Depending on the size of your list the difference can be significant (several orders of magnitude).

Also, the use of global variables can be quicker than passing parameters between handlers, although you have to balance the memory use of globals (always in ram) vs. parameters (only in ram within the handler)

Finally, for now, file handling can be much slower than holding data in memory and referencing it directly, but without knowing what you’re using the file for it’s impossible to know if this is an issue for you or not.

Code profiling is the only way you’re going to find the slow spots in your code.

Is there an equivalent for strings, so that instead of what I have been doing:

set theString to theString & " end text"

I could achieve what it looks like I am trying to achieve here:

set myString to "The text"
copy "blahblahtext" to the end of myString

to give me
myString “The textblahblahtext”

No. AppleScript’s string/unicode text types are immutable.
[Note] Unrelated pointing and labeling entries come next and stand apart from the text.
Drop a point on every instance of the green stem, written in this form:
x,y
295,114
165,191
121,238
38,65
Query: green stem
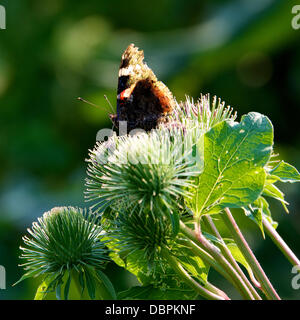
x,y
228,255
284,248
215,253
207,291
241,242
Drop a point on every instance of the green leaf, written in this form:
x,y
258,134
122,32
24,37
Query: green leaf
x,y
238,256
256,210
192,263
107,284
234,157
90,284
259,210
285,172
67,287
Depending on what you’re doing, it may be more efficient to append values to a [slower-growing] list and then coerce the list to text, than to repeatedly concatenate values to a rapidly-expanding string:

on makeLongString1()
	set str to ""
	repeat with i from 1 to 9999
		set str to str & i & return -- string concatenation
	end repeat
	return str
end makeLongString1

on makeLongString2()
	set lst to {}
	repeat with i from 1 to 9999
		set lst's end to i -- list append
	end repeat
	set text item delimiters to return
	return lst as string
end makeLongString2


set t1 to GetMilliSec -- (GetMilliSec osax)
makeLongString1()
set t1 to ((GetMilliSec) - t1) as integer
set t2 to GetMilliSec
makeLongString2()
set t2 to ((GetMilliSec) - t2) as integer

{t1, t2}
--> {13716, 345}

But to write really fast, efficient AppleScripts, you really have to have some insight how AS works internally (always a bit of a gambling game, since implementations can change in future versions; and what’s fast today may be slow tomorrow). Plus a little appreciation of the hard work being done at the lower machine levels in response to these deceptively simple-looking high-level commands (e.g. copying bytes between memory locations every time you concatenate two values) You also need to be a competent program designer and have a basic grasp of algorithms, which is getting into real CompSci territory.

IOW, this stuff is hard. Some day I’ll have to write up some basic theory with examples of the commonest pitfalls in AS (but won’t be soon). A good place to discuss specific problems might be Apple’s AppleScript Users Mailing List - should be some folk there who have CS backgrounds and understand the issues involved.

p.s. ‘set end of theList to someValue’ isn’t really a constant-time operation due to the way lists are [currently] implemented in AppleScript. But it is more efficient than performing the equivalent operation using concatenation and is what you should use.